During pharyngeal swallowing, the main bolus flow is followed by the ridge-like contraction wave so as to clear the pharynx [30, 31]. The velocity of this contraction wave is almost constant (since it is under neural control from the brainstem), independent of the subjects tested, as proposed previously [32] in a study performed on ten healthy subjects who swallowed barium contrast media (60% w/v). In that study, it was hypothesised that the contraction wave velocity should be independent of the rheological properties of the fluid as the subjects that participated in the study were healthy. In the above-mentioned previous study [32], which was performed on healthy subjects, the velocity of the contraction wave varied within the range of 130–170 mm/s, which is similar to the velocity of the contraction wave recorded here by the UVP method, that is within the range of 148–191 mm/s. Due to the lower resolution (16 fps) of the video-fluoroscopy, lower velocities were recorded (range 110–133 mm/s).

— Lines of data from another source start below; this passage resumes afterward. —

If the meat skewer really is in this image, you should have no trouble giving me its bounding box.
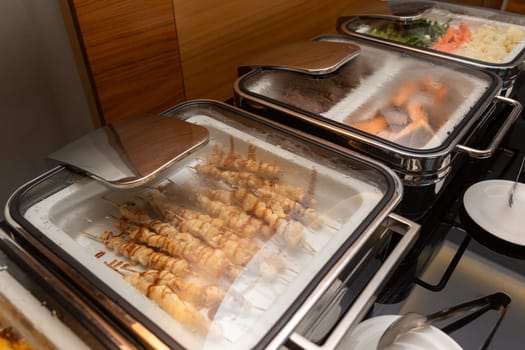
[147,195,297,281]
[207,138,280,179]
[124,272,211,335]
[85,231,191,276]
[121,196,259,265]
[141,270,225,308]
[118,220,241,280]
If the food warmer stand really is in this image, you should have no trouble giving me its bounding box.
[341,75,525,350]
[1,101,419,349]
[0,222,134,350]
[234,34,522,219]
[337,0,525,95]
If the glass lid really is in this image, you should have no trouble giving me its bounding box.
[340,1,525,65]
[10,101,402,349]
[239,39,501,152]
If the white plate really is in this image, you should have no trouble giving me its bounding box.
[346,315,462,350]
[463,180,525,245]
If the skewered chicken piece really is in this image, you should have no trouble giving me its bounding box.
[88,231,190,276]
[254,187,323,229]
[141,270,225,308]
[197,194,314,253]
[194,164,313,206]
[194,164,270,188]
[207,139,280,179]
[118,220,241,280]
[147,194,286,281]
[152,182,273,240]
[177,219,259,265]
[130,194,259,265]
[124,272,211,335]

Overall, the results show that for the three fluids examined, the UVP method recognises the independence of the contraction wave velocity as well if not better than XVF.

This work was initially aimed at investigating the possibility of using the non-invasive UVP technique for assessment of pharyngeal bolus transport, with comparison to XVF. Importantly, UVP can detect the initial pharyngeal movement, prior to bolus entry into the pharynx (not discussed in detail in this study). We found these initial preparatory movements to be very different in terms of fluid rheology, which probably reflects the ability of the body to compensate and adjust the swallowing effort in response to a specific fluid rheology. Furthermore, with the UVP system used in this work, the velocity distribution in the entire pharyngeal cavity can be measured, which allows calculation of the shear rate in the human pharynx. The shear rates for some individual swallows were > 1000 s−1 in the lower pharynx examined here. A discussion of the shear rate is avoided in this work as this was not the major aim of this study; a separate publication will discuss this aspect. Furthermore, it is planned that the present study will be extended to include patients who are suffering from dysphagia.

Conclusion

In this work, we show that the UVP technique can be used to examine non-invasively the swallowing process, without the addition of contrast media. The UVP technique accurately detects and measures the velocities of fluids with different rheological properties. In addition, the structural changes that occur in the pharynx, such as the clearance wave following the bolus tail, were correctly detected by the UVP technique, as compared with the Gold standard method. Therefore, UVP in combination with XVF can be used to analyse the deglutition process in much more detail than is possible with XVF alone.